Ni los cantos de sirena de las rebajas ni el frío merman la masiva asistencia de devotos a El Tranquilo

Ya fuera con ejercicio aeróbico o anaeróbico, por la senda o por las escaleras, los conquenses han acudido como cada 28 de enero a la Hoz del Júcar para compartir unas horas con San Julián

Ni los cantos de sirena de las rebajas madrileñas ni el frío huracanado que campaba por la Hoz del Júcar han mermado asistencia a la tradicional cita de cada 28 de enero en la Ermita del Tranquilo para honrar a San Julián.

Desde primera hora de la mañana han sido numeroso los fieles que han ido accediendo al recoleto templo. Bien por la sinuosa senda que nace la ribera del río Júcar y que jalonan las estaciones del Vía Crucis, o bien por el camino del escalerón, más corto pero más empinado. Esfuerzos aeróbico y anaeróbico respectivamente para un objetivo común: rezar ante el santo patrón en el mismo rincón donde según la tradición se retiraba él mismo a orar y a confeccionar esos cestillos que luego vendía a cambio de limosmas para los necesitados.

Y, también, para enganchar un eslabón más en la costumbre heredada por los antecesores. Muchos conquenses usan este festivo del calendario para, bien abrigados, pasar unas horas agradables entre amigos y familias gracias a la combinación de aire puro, hermoso paisaje, buena comida y algún trago.

Los asistentes han ido recibiendo de manos de los miembros de la Agrupación de Devotos de San Julián la conocida como 'caridad', los panecillos a los que algunos atribuyen cualidades taumatúrgicas añadidas a otras más obvias, las gastronómicas.

Aunque el flujo ha sido constante durante toda la jornada, las horas de celebración de las eucaristías (11, 12 y 13) de campaña han elevado su intensidad, como ha ocurrido con la presidida por el sacerdote Miguel Ángel Albares, director de la Catedral o la tercera, celebrada por el obispo de la Diócesis, José María Yanguas. A esta última ha asistido el presidente de la Diputación, Benjamín Prieto, acompañado de Luz Moya, la candidata del PP a la Alcaldía así como los tenientes de alcalde Julián Huete y Pedro J. García Hidalgo.

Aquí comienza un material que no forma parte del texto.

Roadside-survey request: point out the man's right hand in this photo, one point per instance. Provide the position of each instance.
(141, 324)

"Todos los años suelo llegar hasta aquí corriendo, por la senda, pero en esta ocasión he preferido andar y unirme al resto de los conquenses que querían mostrar su cariño al Santo", explicaba la que, tras el 26 de mayo, aspira a convertirse en la primera alcaldesa de Cuenca.

La candidata defiende el cuidad de las tradiciones "porque creo que son una base fundamental de nuestra identidad, una manera de rendir homenaje a todas las personas que las amaron y nos precedieron, además de convertirse en una seña de identidad crucial para conocer mejor quienes somos y de donde venimos".

Al acabar la última de estas misas se ha desarrollado una sencilla pero solemne procesión en el paraje.

El templo se ponía su mejores galas y ofrecía la posibilidad de comprobar las últimas incorporaciones de su catálogo patrimonial, como un conjunto de cuadros de San José, Jesús Salvador, la Virgen del Pilar, San Andrés y el propio San Julián firmados por Javier Romero, cartelista de la Semana Santa de Cuenca 2019.